True, this is an editorial, but what are her sources besides other NYT opinion pieces? She quotes only opposition figures and makes no effort to cover different opinions. She attends a meeting of the Liberal Party, which, we’re told, “polls in the single digits” but their leaders are “smart, committed.” I guess zero counts as a single digit in this case because latest polls have the Liberal Party somewhere between 0 and 1 percent. They’re hardly representative of a significant number of Hungarian voters, but I suppose their message resonated with this reporter.

Finding democracy in Hungary, in fact, is quite easy, if a reporter genuinely wants to see it.

She could have visited Budapest during one of the “unusually large street protests” that she mentions in a later paragraph. Despite the unquestioned assertion that the Orbán Government has “cracked down on independent media,” she could have tuned into any of a number of television channels, radio stations, print or online media critical of the government. If she spoke Hungarian, she could have read Index, a news portal that would never be considered pro-government and ranks as the most popular internet site in Hungary (after search, YouTube and Facebook).

She could have visited Hungary during one of the recent petition campaigns to see volunteers canvasing the streets collecting signatures. She could have visited during one of the parliamentary by-elections in the past few years to see seats won by opposition candidates in Hungary’s free and fair elections. She could have also taken a closer look at Hungary’s recent national consultation in which a record 1.68 million citizens took part, 400 thousand more than the total number of votes received by Hungary’s leftist parties in the 2014 parliamentary election.

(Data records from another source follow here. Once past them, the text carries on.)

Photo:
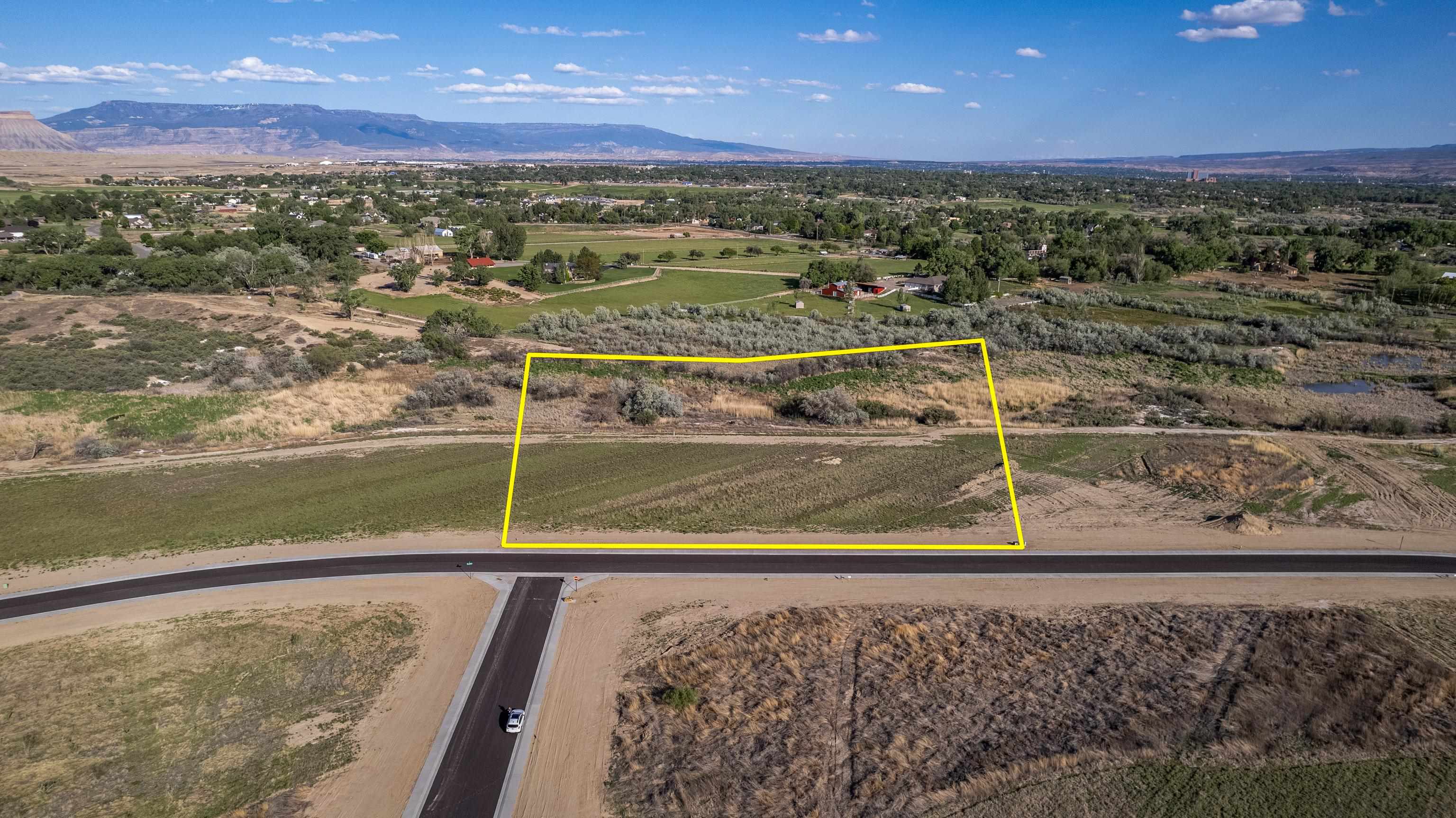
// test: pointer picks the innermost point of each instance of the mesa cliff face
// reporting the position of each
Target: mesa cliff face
(22, 131)
(310, 130)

The author informs us that Prime Minister Orbán is a xenophobe “with a cruel anti-refugee agenda.” She could have talked to a few of the many Hungarians who support the government’s tough stance on illegal immigration. She could have cited sources on how the border fence has reduced to practically zero the number of illegal entries on this section of the border of Europe’s Schengen Area.

In the face of such a “depressing reality,” she could have wondered why the country’s birth rate is on the rise, the number of suicides are declining, the number of abortions are down, and the number of marriages is up.

The writer could have done many things to produce a thoughtful, challenging editorial, exploring why so many of us Hungarians, like many Central Europeans, remain decidedly pro-EU but staunchly opposed to an unelected, centralized bureaucracy in Brussels over-stepping its authority.

But that more complex picture of Hungary would not have fit the simple, liberal narrative. Instead, she joins her fellow NYT editors in producing yet another vacuous piece that could have been written from The Times newsroom in Manhattan, trotting out the tired old tropes about creeping authoritarianism and displaying a profound ignorance for what’s going on today in Central Europe.

It’s unintelligent and unprofessional. It’s insulting to the readers, and it’s poor journalism. This road trip is a train wreck.